Mani che Pensano: Il Linguaggio Segreto dei Gesti nell’Argomentazione Matematica dei Bambini
Avete mai pensato a come i bambini imparano la matematica? Spesso immaginiamo fogli pieni di numeri, operazioni, forse qualche forma geometrica disegnata. Ma se vi dicessi che c’è molto di più? Che l’apprendimento della matematica, fin dalla più tenera età, è un processo vivo, sociale, fatto di discussioni, scoperte e… gesti? Sì, avete capito bene: le mani, il corpo, diventano strumenti potentissimi per esplorare e capire concetti matematici, a volte anche prima che le parole riescano a farlo.
Recentemente mi sono imbattuto in uno studio affascinante che esplora proprio questo: come i bambini in età prescolare usano i gesti durante quelle che gli esperti chiamano “argomentazioni matematiche esplorative”. Sembra un termine complesso, ma l’idea di fondo è semplice e potente. Parliamone un po’.
Ma cos’è l’Argomentazione Matematica Esplorativa (EMA)?
Quando pensiamo all’argomentazione, forse ci viene in mente un dibattito acceso, dove si cerca di convincere l’altro. In matematica, però, soprattutto con i bambini piccoli, l’argomentazione assume una sfumatura diversa, più collaborativa. Non si tratta di “vincere” una discussione, ma di esplorare insieme idee, concetti, possibili soluzioni. È un po’ come costruire qualcosa a più mani: si mettono sul tavolo le proprie scoperte, si sfidano le idee esistenti (anche le proprie!), si cercano schemi, si formulano ipotesi, si traggono conclusioni.
Questo concetto, chiamato Argomentazione Matematica Esplorativa (EMA), vede l’apprendimento come un processo sociale, dove si costruisce conoscenza insieme. Non è solo “imparare ad argomentare”, ma anche “argomentare per imparare”. È un’attività multimodale: non si usano solo le parole, ma anche oggetti, materiali e, appunto, i gesti. Pensateci: quante volte, spiegando qualcosa, abbiamo usato le mani per “disegnare” nell’aria, per indicare, per mimare un’azione? I bambini lo fanno continuamente, ed è una risorsa preziosa.

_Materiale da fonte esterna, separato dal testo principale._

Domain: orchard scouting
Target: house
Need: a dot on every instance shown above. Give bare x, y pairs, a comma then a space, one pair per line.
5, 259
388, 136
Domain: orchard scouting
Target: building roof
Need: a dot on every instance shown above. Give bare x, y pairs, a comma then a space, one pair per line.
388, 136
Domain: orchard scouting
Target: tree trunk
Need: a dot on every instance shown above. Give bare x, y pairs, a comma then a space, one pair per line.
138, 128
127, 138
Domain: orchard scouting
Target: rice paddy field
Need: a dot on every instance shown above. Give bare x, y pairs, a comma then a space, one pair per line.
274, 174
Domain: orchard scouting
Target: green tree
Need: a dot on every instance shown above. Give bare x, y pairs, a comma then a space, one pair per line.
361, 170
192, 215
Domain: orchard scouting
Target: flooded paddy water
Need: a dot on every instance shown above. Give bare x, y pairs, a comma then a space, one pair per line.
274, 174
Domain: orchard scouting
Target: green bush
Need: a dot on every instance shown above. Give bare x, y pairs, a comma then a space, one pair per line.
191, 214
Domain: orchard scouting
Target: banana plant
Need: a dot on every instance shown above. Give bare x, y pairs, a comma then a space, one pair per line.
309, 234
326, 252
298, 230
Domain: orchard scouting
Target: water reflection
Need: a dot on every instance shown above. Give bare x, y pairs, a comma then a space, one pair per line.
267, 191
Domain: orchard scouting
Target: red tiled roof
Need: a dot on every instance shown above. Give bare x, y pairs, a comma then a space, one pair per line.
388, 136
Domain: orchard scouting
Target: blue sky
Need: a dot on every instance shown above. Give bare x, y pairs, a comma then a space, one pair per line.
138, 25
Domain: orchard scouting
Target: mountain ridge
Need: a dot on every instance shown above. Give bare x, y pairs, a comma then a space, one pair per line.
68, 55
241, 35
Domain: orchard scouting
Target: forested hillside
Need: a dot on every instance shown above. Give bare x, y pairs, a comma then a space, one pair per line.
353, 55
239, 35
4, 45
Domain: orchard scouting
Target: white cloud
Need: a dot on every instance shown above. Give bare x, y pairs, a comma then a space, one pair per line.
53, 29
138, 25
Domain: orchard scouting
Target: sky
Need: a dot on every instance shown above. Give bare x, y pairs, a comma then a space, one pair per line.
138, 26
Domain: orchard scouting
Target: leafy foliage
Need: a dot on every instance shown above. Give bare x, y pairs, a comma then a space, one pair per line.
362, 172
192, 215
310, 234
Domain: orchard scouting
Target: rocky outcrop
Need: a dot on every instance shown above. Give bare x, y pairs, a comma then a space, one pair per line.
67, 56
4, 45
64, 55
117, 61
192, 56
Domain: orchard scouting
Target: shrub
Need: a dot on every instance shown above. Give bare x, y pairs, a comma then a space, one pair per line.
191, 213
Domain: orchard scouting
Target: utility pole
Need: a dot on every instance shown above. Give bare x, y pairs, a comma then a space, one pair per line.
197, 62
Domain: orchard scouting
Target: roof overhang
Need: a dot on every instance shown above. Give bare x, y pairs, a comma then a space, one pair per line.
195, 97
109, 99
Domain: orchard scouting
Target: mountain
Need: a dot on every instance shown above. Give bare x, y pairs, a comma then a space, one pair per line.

Lo studio che ha catturato la mia attenzione si concentra proprio su questo aspetto multimodale, analizzando come un gruppo di bambini tedeschi di 5-6 anni affronta un compito di geometria, aiutati da una guida (una studentessa tirocinante). Il fulcro è capire come i gesti, specialmente quelli “collaborativi”, influenzino il loro modo di ragionare e di capire la geometria.
Il Potere Nascosto dei Gesti
Prima di tuffarci nel caso specifico, spendiamo due parole sui gesti. Non sono solo movimenti casuali delle mani mentre parliamo. Gli psicologi e i ricercatori in educazione matematica li hanno studiati a fondo, classificandoli e capendone l’importanza. Ci sono:
- Gesti deittici: i classici gesti dell’indicare, puntando verso oggetti concreti o anche verso uno spazio immaginario a cui abbiamo assegnato un significato.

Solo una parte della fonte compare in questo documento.